Traces N.8, September 2019

Out of the ordinary

This year the Meeting of Rimini turned 40, and it has remained faithful to its effective formula of dialogues, exhibits, and performances.

It remains something truly out of the ordinary, because of what happens; that is, because it continues to be a place of encounter for everyone and to bring into conversation worlds that otherwise would find it difficult to even look at each other, something that is increasingly urgent in our lacerated society. It is also out of the ordinary because of how it happens, an aspect that deeply strikes those who come from outside Communion and Liberation: the volunteers, the gratuitousness, and the thousands of people, including many young people. “I’ve never seen a Christianity like this,” said one of the guests during a dinner, identifying the wellspring that has always nourished this beauty–while everything else around it changes form or disappears–with such power that it is impossible to reduce it to the meritsof those who work there and attend.

Julián Carrón, the leader of CL, noted how Fr. Giussani’s foundational concern – “the generation of the subject, of an adult who is passionate about life. All the rest is the consequence of this” – emerges clearly in the Meeting. So if you want to truly understand such an extraordinary event, and its surprising “presence charged with a proposal” for everyone, you have to look at faith. “Only the Christian event, lived as the wellspring of an ideal, is able to create friendship, that is, a space to encounter ‘a person with a message within.’” The origin of this beauty is Christ, and the Meeting is an opportunity to encounter Him, no matter your background.
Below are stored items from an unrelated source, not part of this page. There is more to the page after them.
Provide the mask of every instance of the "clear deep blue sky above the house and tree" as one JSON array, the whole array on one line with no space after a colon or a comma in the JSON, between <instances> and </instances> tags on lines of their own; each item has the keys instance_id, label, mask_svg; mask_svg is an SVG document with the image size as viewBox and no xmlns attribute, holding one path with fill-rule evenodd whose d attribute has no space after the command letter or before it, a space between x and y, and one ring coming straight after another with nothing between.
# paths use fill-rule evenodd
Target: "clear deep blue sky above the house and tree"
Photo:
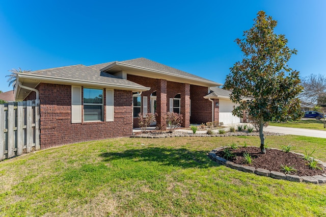
<instances>
[{"instance_id":1,"label":"clear deep blue sky above the house and tree","mask_svg":"<svg viewBox=\"0 0 326 217\"><path fill-rule=\"evenodd\" d=\"M18 68L39 70L134 58L224 83L241 60L234 40L259 10L297 49L289 66L326 74L326 1L15 1L0 4L0 90Z\"/></svg>"}]
</instances>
So in order to understand what happened in Rimini, we offer you detailed reporting about facts, episodes, and encounters–the life –at the Meeting, which have the unmistakable accent of glad intensity. The contents of the encounters are of such depth and richness that it is worthwhile to review them at www.clonline.org or the website of the Meeting. These are ways to grab hold of ideas that otherwise might be overlooked because of the richness of everything that surrounded them in Rimini, and to be amazed, once again, at their origin.

This same richness fills the rest of this issue, from the letters, to the testimonies from the Balkans, to the focus on the Amazon, the topic of the next synod. These stories have a single source: the lived Christian event that generates women and men and friendship.